Search code examples
machine-learninggpuwindows-subsystem-for-linuxrapids

Is there a way of using the entire memory of my GPU for CUML calculations?


I am new to the RAPIDS AI world and I decided to try CUML and CUDF out for the first time. I am running UBUNTU 18.04 on WSL 2. My main OS is Windows 11. I have a 64 GB RAM and a laptop RTX 3060 6 GB GPU.

At the time I am writing this post, I am running a TSNE fitting calculation over a CUDF dataframe composed by approximately 26 thousand values, stored in 7 columns (all the values are numerical or binary ones, since the categorical ones have been one hot encoded). While classifiers like LogisticRegression or SVM were really fast, TSNE seems taking a while to output results (it's been more than a hour now, and it is still going on even if the Dataframe is not so big). The task manager is telling me that 100% of GPU is being used for the calculations even if, by running "nvidia-smi" on the windows powershell, the command returns that only 1.94 GB out of a total of 6 GB are currently in use. This seems odd to me since I read papers on RAPIDS AI's TSNE algorithm being 20x faster than the standard scikit-learn one.

I wonder if there is a way of increasing the percentage of dedicated GPU memory to perform faster computations or if it is just an issue related to WSL 2 (probably it limits the GPU usage at just 2 GB).

Any suggestion or thoughts? Many thanks


Solution

  • The task manager is telling me that 100% of GPU is being used for the calculations

    I'm not sure if the Windows Task Manager will be able to tell you of GPU throughput that is being achieved for computations.

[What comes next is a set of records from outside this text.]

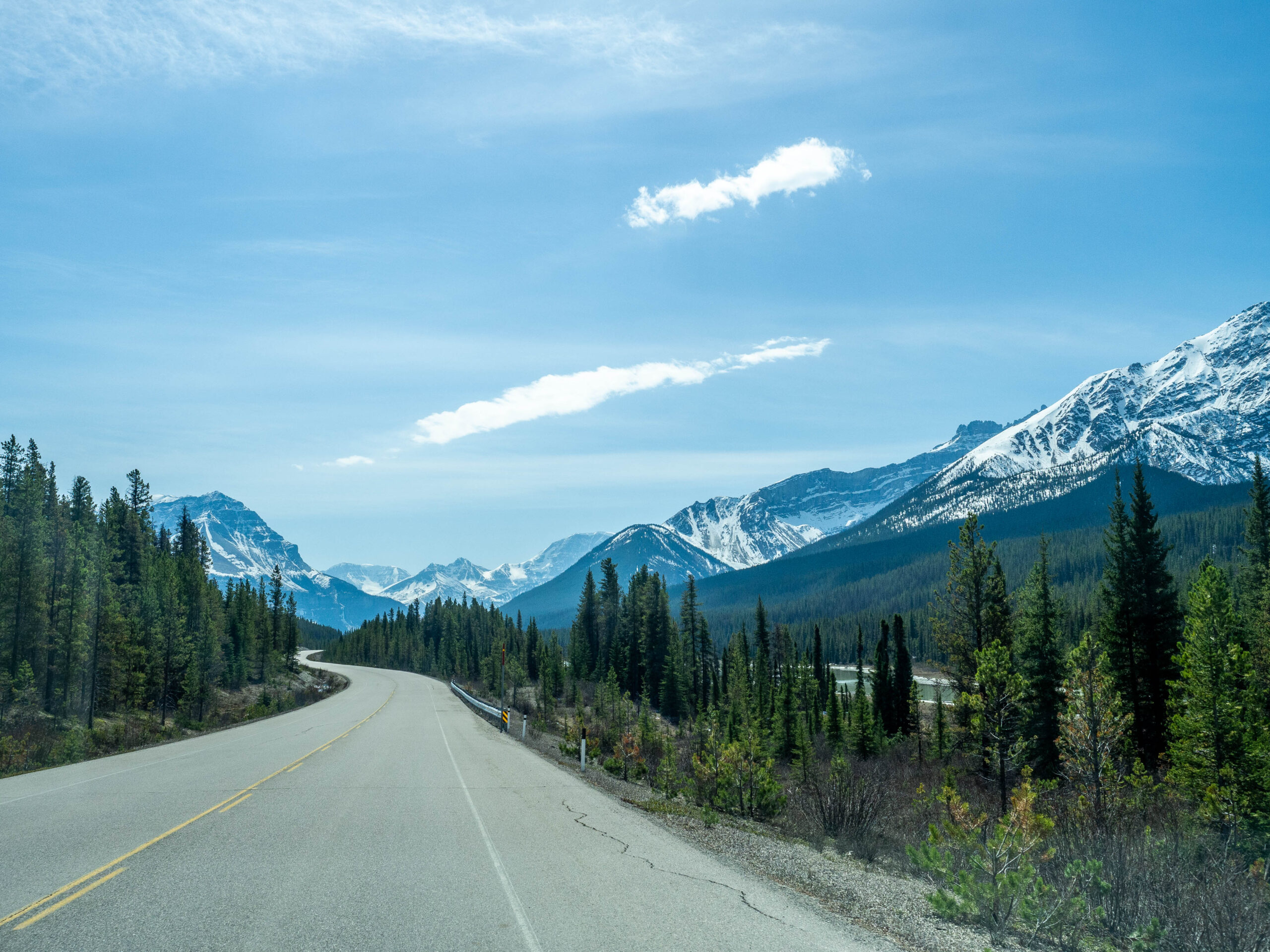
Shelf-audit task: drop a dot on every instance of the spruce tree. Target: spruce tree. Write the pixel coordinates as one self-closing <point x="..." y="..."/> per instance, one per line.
<point x="1257" y="535"/>
<point x="883" y="686"/>
<point x="1219" y="742"/>
<point x="610" y="613"/>
<point x="689" y="626"/>
<point x="1141" y="619"/>
<point x="963" y="622"/>
<point x="902" y="694"/>
<point x="584" y="634"/>
<point x="1042" y="665"/>
<point x="821" y="670"/>
<point x="762" y="665"/>
<point x="997" y="706"/>
<point x="833" y="721"/>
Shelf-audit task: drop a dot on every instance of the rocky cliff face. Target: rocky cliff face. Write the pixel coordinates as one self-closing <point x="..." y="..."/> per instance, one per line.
<point x="778" y="520"/>
<point x="1202" y="411"/>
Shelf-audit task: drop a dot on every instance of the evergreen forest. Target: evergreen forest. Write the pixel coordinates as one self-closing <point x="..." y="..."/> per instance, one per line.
<point x="1094" y="771"/>
<point x="112" y="635"/>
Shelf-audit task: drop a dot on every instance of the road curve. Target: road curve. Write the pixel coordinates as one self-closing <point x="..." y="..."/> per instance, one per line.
<point x="386" y="817"/>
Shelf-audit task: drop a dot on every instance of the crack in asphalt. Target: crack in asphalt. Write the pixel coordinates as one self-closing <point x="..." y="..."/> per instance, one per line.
<point x="578" y="819"/>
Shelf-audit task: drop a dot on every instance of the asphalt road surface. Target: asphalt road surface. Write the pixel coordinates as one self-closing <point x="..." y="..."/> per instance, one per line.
<point x="386" y="817"/>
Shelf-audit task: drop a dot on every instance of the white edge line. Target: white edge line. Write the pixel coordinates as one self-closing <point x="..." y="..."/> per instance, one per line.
<point x="531" y="941"/>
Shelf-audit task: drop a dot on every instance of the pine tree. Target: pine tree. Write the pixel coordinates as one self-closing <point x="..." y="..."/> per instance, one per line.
<point x="1141" y="620"/>
<point x="883" y="685"/>
<point x="674" y="695"/>
<point x="997" y="708"/>
<point x="833" y="722"/>
<point x="940" y="722"/>
<point x="963" y="622"/>
<point x="863" y="734"/>
<point x="1094" y="728"/>
<point x="762" y="665"/>
<point x="610" y="615"/>
<point x="903" y="685"/>
<point x="1042" y="665"/>
<point x="584" y="635"/>
<point x="821" y="670"/>
<point x="690" y="620"/>
<point x="1219" y="740"/>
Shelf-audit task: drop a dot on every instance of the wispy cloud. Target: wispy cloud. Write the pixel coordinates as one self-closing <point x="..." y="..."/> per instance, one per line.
<point x="810" y="164"/>
<point x="557" y="395"/>
<point x="67" y="42"/>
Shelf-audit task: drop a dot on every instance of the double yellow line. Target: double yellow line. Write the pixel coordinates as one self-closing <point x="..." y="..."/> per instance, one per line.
<point x="232" y="801"/>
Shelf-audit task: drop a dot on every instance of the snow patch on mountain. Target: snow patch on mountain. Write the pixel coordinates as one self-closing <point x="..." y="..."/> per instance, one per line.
<point x="371" y="579"/>
<point x="465" y="579"/>
<point x="1202" y="411"/>
<point x="781" y="518"/>
<point x="244" y="547"/>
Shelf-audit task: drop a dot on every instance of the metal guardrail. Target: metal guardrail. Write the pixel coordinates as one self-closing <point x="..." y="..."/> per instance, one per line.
<point x="492" y="711"/>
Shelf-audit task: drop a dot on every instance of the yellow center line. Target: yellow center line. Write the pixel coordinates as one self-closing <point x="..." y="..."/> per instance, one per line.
<point x="182" y="826"/>
<point x="54" y="908"/>
<point x="237" y="803"/>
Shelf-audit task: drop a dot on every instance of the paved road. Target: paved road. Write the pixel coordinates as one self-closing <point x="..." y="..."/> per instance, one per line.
<point x="388" y="817"/>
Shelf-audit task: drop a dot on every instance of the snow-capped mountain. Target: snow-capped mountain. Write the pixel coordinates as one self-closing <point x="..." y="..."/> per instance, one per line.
<point x="463" y="578"/>
<point x="1202" y="411"/>
<point x="242" y="543"/>
<point x="659" y="547"/>
<point x="371" y="579"/>
<point x="244" y="546"/>
<point x="778" y="520"/>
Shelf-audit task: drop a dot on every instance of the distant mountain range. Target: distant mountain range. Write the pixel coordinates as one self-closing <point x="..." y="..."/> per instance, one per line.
<point x="243" y="546"/>
<point x="1196" y="416"/>
<point x="371" y="579"/>
<point x="778" y="520"/>
<point x="463" y="578"/>
<point x="1201" y="412"/>
<point x="659" y="547"/>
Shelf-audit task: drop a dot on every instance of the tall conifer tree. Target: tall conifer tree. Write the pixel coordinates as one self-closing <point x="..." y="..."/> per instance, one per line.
<point x="1042" y="665"/>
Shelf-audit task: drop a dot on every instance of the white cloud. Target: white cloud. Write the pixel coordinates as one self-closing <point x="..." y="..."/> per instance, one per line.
<point x="557" y="395"/>
<point x="64" y="42"/>
<point x="810" y="164"/>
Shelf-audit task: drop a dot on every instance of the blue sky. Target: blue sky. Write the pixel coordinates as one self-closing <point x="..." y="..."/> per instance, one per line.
<point x="241" y="241"/>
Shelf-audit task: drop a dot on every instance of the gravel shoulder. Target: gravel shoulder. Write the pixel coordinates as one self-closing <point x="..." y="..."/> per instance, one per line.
<point x="883" y="900"/>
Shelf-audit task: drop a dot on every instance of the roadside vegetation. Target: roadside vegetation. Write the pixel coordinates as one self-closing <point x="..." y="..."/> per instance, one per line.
<point x="1100" y="790"/>
<point x="114" y="636"/>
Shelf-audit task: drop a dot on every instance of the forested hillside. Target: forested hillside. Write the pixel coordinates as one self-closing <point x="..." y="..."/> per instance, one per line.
<point x="112" y="634"/>
<point x="847" y="586"/>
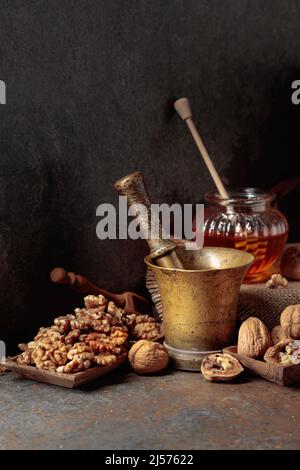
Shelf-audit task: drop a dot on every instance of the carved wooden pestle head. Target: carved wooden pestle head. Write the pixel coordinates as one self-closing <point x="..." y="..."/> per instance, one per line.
<point x="162" y="251"/>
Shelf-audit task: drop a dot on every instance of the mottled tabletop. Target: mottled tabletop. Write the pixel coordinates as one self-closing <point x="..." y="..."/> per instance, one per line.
<point x="177" y="410"/>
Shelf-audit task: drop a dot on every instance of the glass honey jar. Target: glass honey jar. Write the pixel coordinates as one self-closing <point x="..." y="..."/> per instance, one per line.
<point x="247" y="221"/>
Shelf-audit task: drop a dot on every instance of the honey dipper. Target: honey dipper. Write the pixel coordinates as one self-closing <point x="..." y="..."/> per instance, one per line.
<point x="129" y="301"/>
<point x="183" y="108"/>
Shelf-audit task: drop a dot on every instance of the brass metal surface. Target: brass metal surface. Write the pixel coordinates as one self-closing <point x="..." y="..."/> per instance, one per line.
<point x="200" y="303"/>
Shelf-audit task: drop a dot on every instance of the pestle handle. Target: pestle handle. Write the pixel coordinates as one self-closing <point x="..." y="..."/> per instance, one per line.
<point x="183" y="108"/>
<point x="163" y="251"/>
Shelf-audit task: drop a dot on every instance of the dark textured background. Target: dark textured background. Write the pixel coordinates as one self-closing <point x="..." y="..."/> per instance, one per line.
<point x="89" y="91"/>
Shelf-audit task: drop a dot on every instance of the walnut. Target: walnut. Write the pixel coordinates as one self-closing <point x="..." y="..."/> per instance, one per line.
<point x="220" y="367"/>
<point x="72" y="336"/>
<point x="277" y="334"/>
<point x="118" y="337"/>
<point x="95" y="302"/>
<point x="105" y="359"/>
<point x="63" y="323"/>
<point x="111" y="307"/>
<point x="77" y="349"/>
<point x="290" y="320"/>
<point x="274" y="354"/>
<point x="75" y="365"/>
<point x="46" y="365"/>
<point x="130" y="319"/>
<point x="253" y="338"/>
<point x="147" y="357"/>
<point x="144" y="319"/>
<point x="95" y="334"/>
<point x="147" y="330"/>
<point x="290" y="263"/>
<point x="277" y="281"/>
<point x="25" y="357"/>
<point x="102" y="326"/>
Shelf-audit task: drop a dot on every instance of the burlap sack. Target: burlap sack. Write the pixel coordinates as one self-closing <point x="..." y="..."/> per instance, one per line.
<point x="256" y="300"/>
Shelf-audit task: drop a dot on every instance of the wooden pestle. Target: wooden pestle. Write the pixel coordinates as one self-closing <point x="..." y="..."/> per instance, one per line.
<point x="162" y="251"/>
<point x="129" y="301"/>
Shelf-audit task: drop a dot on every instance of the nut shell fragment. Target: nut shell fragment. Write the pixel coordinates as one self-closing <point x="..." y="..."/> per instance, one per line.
<point x="290" y="263"/>
<point x="147" y="357"/>
<point x="272" y="354"/>
<point x="290" y="320"/>
<point x="220" y="367"/>
<point x="253" y="338"/>
<point x="277" y="334"/>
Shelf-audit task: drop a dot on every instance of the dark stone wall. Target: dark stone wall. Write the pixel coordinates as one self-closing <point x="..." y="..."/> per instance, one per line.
<point x="90" y="85"/>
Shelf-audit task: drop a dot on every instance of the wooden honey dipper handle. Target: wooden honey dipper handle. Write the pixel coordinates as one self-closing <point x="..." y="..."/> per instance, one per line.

    "nvidia-smi" on the windows powershell, the command returns that only 1.94 GB out of a total of 6 GB are currently in use

    Memory utilisation is a different calculation than GPU throughput. Any GPU application will only use as much memory as is requested, and there is no correlation between higher memory usage and higher throughput, unless the application specifically mentions a way that it can achieve higher throughput by using more memory (for example, a different algorithm for the same computation may use more memory).

    TSNE seems taking a while to output results (it's been more than a hour now, and it is still going on even if the Dataframe is not so big).

    This definitely seems odd, and not the expected behavior for a small dataset. What version of cuML are you using, and what is your method argument for the fit task? Could you also open an issue at www.github.com/rapidsai/cuml/issues with a way to access your dataset so the issue can be reproduced?